SONA in the media and the #SPHERE

In an era of contested politics and amidst a rapidly growing industry of fake news, YLVA RODNY-GUMEDE argues that news media plays an essential role and journalists need to go back to basics. Moving forward, the crucial function of journalism will be to provide access to original sources in full without threats of securitization, cut news feed and signal jamming, so that the public can make up their own minds about the state of the state.

Elections are widely held to be at the very core of a healthy democracy, with the news media acting as vital intermediaries and interpreters of news dissemination to the wider public. This should enable citizens to make informed choices about political party programmes, agendas and viewpoints before casting their ballots.

Central to this mediating and interpreting function of the news media is the coverage of election campaigns and political debates, typically intensified in the lead up to election day.

However, equally important, if not more important, is the ongoing political coverage, ideally spanning local, regional and national political discussions and developments. Running commentary, reporting of emerging issues as well as investigative reporting is the lifeblood of the political and current affairs beat. With fair, balanced and ethical coverage as the overarching principle for qualitative reporting in the purported public interest.

Now, the State of the Nation Address (SONA), occupies an important space on the agenda for political coverage. It is not a political campaign (as much as the ruling party might see this as an opportunity for beating themselves on the chest over successes in the last year), neither is it a political debate, in essence it is a report back of the work done by the executive in the preceding year. Opposition parties are only allowed to interrogate issues during the SONA debate the following week.

This is where the news media play an important role, not only is the address disseminated to the public via live news feeds, it is also supported by live feeds from locations other than the house itself.

This year, not only could we follow the SONA and the violence that ensued as the Economic Freedom Fighters (EFF) voiced their concerns with regards to the current Head of State, President Jacob Zuma, and the subsequent forceful removal of the same opposition party, we also saw the largest opposition party in Parliament, the Democratic Alliance (DA) walk out in protest over much the same issue. And of course, we also had access to live news coverage from outside Parliament where opposition parties were addressing the news media.

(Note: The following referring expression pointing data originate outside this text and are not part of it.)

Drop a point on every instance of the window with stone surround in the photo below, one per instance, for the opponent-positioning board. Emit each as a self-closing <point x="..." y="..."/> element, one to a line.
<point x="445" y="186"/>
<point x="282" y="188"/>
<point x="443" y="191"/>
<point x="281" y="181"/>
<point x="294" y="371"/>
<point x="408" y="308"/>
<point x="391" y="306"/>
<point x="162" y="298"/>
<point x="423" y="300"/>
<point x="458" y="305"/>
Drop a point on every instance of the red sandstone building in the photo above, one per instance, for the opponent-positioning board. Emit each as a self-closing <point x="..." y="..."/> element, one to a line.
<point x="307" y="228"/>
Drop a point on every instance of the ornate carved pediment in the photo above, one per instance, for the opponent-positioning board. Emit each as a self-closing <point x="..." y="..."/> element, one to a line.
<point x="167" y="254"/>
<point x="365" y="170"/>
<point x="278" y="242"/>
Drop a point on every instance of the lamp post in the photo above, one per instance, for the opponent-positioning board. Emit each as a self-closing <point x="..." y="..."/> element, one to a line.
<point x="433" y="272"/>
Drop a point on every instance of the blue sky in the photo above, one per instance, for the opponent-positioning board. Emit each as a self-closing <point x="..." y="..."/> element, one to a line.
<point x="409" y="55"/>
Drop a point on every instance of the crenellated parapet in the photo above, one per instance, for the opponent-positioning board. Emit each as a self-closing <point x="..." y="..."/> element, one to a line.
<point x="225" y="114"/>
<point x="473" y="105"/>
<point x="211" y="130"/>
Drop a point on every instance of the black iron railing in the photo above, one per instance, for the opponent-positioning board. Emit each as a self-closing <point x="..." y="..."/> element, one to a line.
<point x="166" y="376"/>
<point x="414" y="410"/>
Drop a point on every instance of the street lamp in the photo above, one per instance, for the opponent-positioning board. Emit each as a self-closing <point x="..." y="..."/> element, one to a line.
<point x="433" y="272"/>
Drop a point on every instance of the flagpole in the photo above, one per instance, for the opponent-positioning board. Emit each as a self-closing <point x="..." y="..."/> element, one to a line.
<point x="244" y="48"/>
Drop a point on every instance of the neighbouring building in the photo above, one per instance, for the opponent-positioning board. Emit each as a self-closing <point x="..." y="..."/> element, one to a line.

Last year, we saw the live news feed cut off through the jamming of the air waves during the 2016 SONA. This year however we could follow the address word by word, and the matters the opposition raised, blow by blow, as it were.

The news media here fulfilled a function that can but be described as a true public service role. Without the direct mediating role of screening the address and the opposition raised, the South African public would not have had the benefit of, not only following the address, but also making up their own minds about what was said, how the Head of State conducted himself, including the conduct of the parliamentary representatives of the ruling party, the African National Congress (ANC) as well as opposition parties such as the EFF and the DA.

Political coverage is tough, hard to get right and raises much criticism for not being fair, balanced or even ethical. However, the idea of screening events live, with news feeds cut in from ensuing and developing events and stories often gets us as close to the ‘truth’ as we will ever get. What follows in the days and weeks after SONA is another story entirely. This said, we will have the live feed from Parliament clear in our minds and importantly, as a record to go back on.

In a sense this is reporting 101, however, dependent on a fair spread of access to various broadcasters and media houses. It starts at the source, verbatim recordings and the assurance of the inclusiveness of as wide an audience as possible. And as far as political reporting goes, this is as good as it gets.

In an era of contested politics and amidst a rapidly growing industry of fake news, a crucial function of journalism will be to provide access to original sources in full. And crucially we will have to put renewed emphasis on very basic reporting skills that talk to accurate recording, as well as verification, of information. This to ensure a core of qualitative information in the public domain that is trustworthy, provides facts and that importantly, supports constitutional values and human rights.

Other commentary of course was provided through various social media outlets. However, the live news feeds are a guarantor of what actually took place inside the house of Parliament as well as outside. And until time has been given by both the news media and opposition parties to interrogate the essence of the address and the ensuing events, interpretation and running commentary from whatever quarter can be provided through the broader media and #SPHERE.